The present study showed that the prevalence of depression in a sample of a Greek T2D people was high. The data regarding the prevalence of depression in T2D subjects in our country are limited. A previous study reported the frequency of depressive symptoms only in type 1 diabetic patients [14] and another study in elderly subjects with diabetes in primary health care [15]. A recent study in a small sample of elderly diabetic subjects showed no relationship between diabetes and depression [16].

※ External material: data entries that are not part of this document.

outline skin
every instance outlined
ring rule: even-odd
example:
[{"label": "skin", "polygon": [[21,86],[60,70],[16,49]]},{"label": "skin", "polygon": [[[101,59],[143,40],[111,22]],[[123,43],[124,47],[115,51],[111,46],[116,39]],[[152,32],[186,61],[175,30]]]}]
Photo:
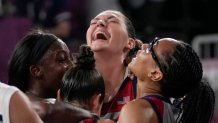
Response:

There is evidence that diabetic people are twice as likely to have depression compared with nondiabetic persons [1, 17]. Approximately 30% of diabetic subjects have clinically relevant depression [1, 17]. However, there are studies showing conflicting results. A study in newly identified T2D subjects reported no association between diabetes and depression [18]. Other studies showed that the risk of depression in diabetes increases only when comorbid diseases was present [19, 20]. In the present study T2D subjects with macrovascular complications were excluded and therefore the observed prevalence of depression among T2D subjects is independent of the presence of comorbid diseases.

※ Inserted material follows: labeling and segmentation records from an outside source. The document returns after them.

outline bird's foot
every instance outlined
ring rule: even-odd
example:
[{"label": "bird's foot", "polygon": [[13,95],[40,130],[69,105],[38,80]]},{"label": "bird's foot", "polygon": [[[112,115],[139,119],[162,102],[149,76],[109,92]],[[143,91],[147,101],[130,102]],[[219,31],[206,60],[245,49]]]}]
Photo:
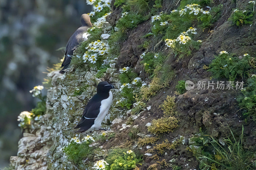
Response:
[{"label": "bird's foot", "polygon": [[102,131],[108,131],[108,129],[99,129],[99,130],[101,130]]},{"label": "bird's foot", "polygon": [[61,74],[64,74],[64,73],[65,73],[65,72],[66,72],[66,71],[61,70],[60,71],[59,71],[59,72],[60,73],[61,73]]}]

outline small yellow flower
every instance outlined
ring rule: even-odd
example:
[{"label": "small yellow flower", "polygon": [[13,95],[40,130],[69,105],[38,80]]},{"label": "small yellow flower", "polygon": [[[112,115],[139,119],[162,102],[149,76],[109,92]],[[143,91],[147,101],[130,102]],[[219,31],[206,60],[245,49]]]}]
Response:
[{"label": "small yellow flower", "polygon": [[127,152],[126,152],[128,154],[131,154],[131,153],[132,153],[133,152],[132,150],[130,150],[129,151],[127,151]]},{"label": "small yellow flower", "polygon": [[220,54],[228,54],[228,53],[225,51],[221,51],[220,52]]}]

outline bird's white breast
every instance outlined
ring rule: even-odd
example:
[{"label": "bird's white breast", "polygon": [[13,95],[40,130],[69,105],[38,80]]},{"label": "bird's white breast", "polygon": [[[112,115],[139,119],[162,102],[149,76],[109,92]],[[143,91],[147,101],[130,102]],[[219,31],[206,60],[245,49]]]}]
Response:
[{"label": "bird's white breast", "polygon": [[110,91],[109,91],[109,96],[108,97],[101,101],[101,105],[100,108],[100,113],[94,122],[94,126],[95,128],[97,129],[100,128],[101,122],[106,117],[109,110],[111,103],[112,103],[113,95],[112,92]]}]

The prevalence of depression was significantly higher in females with diabetes compared with males, confirming previous results [2124]. This pattern is similar to reporting rates in the general population as well as other medical conditions [2527]. It is known that major depression occurs twice as frequently in women than in men [28] and seems to be influenced by oestrogen levels [29]. A recent study suggested that depressive symptoms are associated with a modest increase in the risk of T2D in female subjects [30].

In the female study group depressive symptoms were associated with poor glycemic control and duration of diabetes, confirming previous reports [2123]. A meta-analysis of 28 studies concluded that depression was associated with hyperglycemia in patients with T2D [31]. On the contrary, a study showed an association between depression and HbA1c levels only in type 1, but not in T2D patients [24]. Another studies showed that depression does not influence metabolic control in diabetic people [32] and that depression appears to be stronger in men than in women [33].

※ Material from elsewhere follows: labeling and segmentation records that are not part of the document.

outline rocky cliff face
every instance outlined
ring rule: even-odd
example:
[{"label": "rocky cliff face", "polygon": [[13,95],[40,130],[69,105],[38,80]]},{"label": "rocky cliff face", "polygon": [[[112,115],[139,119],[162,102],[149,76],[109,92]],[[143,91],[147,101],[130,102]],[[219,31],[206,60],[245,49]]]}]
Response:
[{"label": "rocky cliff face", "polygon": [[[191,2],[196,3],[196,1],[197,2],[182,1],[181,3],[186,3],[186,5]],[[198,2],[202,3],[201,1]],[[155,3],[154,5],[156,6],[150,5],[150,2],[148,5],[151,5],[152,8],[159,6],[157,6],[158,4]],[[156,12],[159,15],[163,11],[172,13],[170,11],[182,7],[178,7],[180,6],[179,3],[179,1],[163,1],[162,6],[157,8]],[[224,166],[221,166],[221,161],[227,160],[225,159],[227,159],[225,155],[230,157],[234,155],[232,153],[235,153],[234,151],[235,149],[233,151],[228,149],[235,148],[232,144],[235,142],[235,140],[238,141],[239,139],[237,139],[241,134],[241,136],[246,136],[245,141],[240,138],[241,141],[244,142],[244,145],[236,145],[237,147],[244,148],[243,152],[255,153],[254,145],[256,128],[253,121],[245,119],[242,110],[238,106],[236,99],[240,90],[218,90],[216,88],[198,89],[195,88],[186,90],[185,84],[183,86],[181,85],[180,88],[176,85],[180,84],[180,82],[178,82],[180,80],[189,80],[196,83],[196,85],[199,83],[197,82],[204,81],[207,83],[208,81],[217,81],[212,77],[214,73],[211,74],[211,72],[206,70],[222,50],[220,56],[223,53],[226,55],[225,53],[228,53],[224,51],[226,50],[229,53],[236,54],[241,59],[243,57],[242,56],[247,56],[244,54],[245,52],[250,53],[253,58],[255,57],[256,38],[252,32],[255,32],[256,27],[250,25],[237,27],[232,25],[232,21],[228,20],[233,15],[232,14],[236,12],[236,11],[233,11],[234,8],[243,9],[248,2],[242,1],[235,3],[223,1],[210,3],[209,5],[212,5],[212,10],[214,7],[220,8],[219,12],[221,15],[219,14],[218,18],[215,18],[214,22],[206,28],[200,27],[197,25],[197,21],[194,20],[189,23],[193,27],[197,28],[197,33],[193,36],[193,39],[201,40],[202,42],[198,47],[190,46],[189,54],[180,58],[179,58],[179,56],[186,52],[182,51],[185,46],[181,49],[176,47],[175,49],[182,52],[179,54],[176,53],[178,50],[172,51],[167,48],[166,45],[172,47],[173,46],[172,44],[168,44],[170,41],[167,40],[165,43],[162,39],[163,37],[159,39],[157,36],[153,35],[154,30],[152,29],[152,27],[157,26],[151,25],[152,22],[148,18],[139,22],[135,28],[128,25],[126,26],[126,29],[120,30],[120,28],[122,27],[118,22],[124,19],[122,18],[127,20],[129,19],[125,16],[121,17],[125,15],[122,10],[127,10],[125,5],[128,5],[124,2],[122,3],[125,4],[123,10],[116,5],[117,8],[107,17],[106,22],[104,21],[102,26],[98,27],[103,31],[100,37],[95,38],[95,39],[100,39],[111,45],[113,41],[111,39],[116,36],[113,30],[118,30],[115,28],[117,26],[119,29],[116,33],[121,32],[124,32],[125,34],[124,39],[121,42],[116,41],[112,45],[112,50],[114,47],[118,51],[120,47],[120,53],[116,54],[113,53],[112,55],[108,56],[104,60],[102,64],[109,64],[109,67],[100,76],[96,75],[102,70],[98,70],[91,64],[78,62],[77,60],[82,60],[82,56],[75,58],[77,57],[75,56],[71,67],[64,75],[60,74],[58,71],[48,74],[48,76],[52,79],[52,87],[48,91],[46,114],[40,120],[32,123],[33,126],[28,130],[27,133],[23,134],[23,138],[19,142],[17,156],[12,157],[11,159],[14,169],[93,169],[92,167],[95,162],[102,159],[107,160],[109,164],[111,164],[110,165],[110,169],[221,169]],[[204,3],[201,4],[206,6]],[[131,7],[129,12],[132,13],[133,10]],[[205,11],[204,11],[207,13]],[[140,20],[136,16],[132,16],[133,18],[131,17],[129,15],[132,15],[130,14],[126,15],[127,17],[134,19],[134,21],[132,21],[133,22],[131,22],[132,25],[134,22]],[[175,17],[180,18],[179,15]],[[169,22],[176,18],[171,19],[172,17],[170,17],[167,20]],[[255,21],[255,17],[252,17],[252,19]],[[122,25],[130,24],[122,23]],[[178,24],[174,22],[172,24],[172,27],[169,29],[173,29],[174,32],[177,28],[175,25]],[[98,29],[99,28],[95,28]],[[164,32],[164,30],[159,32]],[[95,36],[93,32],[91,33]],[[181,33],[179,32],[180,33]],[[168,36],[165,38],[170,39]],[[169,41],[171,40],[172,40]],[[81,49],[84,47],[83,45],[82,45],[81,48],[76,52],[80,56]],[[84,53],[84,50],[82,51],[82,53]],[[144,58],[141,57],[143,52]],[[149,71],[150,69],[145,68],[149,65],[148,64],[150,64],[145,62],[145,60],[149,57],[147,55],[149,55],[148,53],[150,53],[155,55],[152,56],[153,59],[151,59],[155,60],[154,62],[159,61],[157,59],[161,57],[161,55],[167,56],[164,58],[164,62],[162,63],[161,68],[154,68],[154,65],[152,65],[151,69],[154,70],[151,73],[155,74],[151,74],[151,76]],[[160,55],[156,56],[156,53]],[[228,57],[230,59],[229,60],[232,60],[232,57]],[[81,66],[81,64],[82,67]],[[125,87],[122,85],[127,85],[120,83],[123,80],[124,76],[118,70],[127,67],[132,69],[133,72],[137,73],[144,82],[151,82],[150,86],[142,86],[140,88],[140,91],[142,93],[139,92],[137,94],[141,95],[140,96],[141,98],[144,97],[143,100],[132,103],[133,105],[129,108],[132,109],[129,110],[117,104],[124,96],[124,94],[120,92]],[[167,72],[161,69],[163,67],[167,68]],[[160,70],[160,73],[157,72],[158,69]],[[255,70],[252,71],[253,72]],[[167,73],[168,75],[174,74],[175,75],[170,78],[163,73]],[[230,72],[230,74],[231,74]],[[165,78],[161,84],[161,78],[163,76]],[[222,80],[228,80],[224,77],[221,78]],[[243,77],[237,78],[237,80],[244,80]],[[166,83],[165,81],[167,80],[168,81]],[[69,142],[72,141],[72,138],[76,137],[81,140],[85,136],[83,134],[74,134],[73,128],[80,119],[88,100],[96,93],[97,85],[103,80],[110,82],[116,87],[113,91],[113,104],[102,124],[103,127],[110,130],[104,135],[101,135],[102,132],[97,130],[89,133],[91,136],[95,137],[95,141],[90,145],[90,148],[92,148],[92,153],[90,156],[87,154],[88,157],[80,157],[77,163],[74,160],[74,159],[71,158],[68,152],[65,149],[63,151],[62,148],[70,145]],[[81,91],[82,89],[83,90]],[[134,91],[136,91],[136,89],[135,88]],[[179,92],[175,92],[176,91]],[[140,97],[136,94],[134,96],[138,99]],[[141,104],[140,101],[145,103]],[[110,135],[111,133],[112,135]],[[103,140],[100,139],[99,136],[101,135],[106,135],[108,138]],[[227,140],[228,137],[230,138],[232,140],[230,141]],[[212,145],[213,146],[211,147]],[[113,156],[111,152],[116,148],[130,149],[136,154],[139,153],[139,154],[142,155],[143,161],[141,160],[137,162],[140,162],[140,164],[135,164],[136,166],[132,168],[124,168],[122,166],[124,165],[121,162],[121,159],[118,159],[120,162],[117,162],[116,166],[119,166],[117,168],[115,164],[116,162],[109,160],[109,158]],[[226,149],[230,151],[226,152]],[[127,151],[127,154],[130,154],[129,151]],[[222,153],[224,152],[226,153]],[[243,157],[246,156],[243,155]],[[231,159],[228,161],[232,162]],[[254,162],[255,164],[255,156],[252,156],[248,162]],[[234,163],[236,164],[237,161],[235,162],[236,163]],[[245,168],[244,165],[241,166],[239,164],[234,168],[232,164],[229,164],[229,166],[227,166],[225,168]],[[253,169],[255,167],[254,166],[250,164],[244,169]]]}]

In this study, we did not find any relationship between depression and BMI, in contrast to two studies showing higher BMI in depressed than non depressive diabetic subjects [1, 34]. In addition, no relationship was found between depressive symptoms and microvascular complications, although previous studies have reported the opposite [35, 36].

Our study has some limitations. Data were collected from an outpatient diabetic clinic. A possible selection bias could not be excluded since the more concerned diabetic patients might seek a specialized diabetes care. Our assessment of depression was based on self-report of symptoms using a validated instrument, not on the more accurate clinical diagnostic interview. Furthermore, data on demographic characteristics of the study subjects were not available. Studies have showed that depressive symptoms are higher in diabetic people with lower income as well lower education level [37]. Finally, diabetic subjects on insulin therapy and with macrovascular disease were excluded and therefore our results can not be extrapolated to the diabetic population.

In conclusion, the present study showed that the prevalence of depression in Greek T2D subjects without overt macrovascular complications is comparable to findings from the recent literature. Diabetic female subjects showed increased levels of depressive symptoms compared with male subjects. Independent risk factors of depressive symptoms were diabetes duration and glycemic control.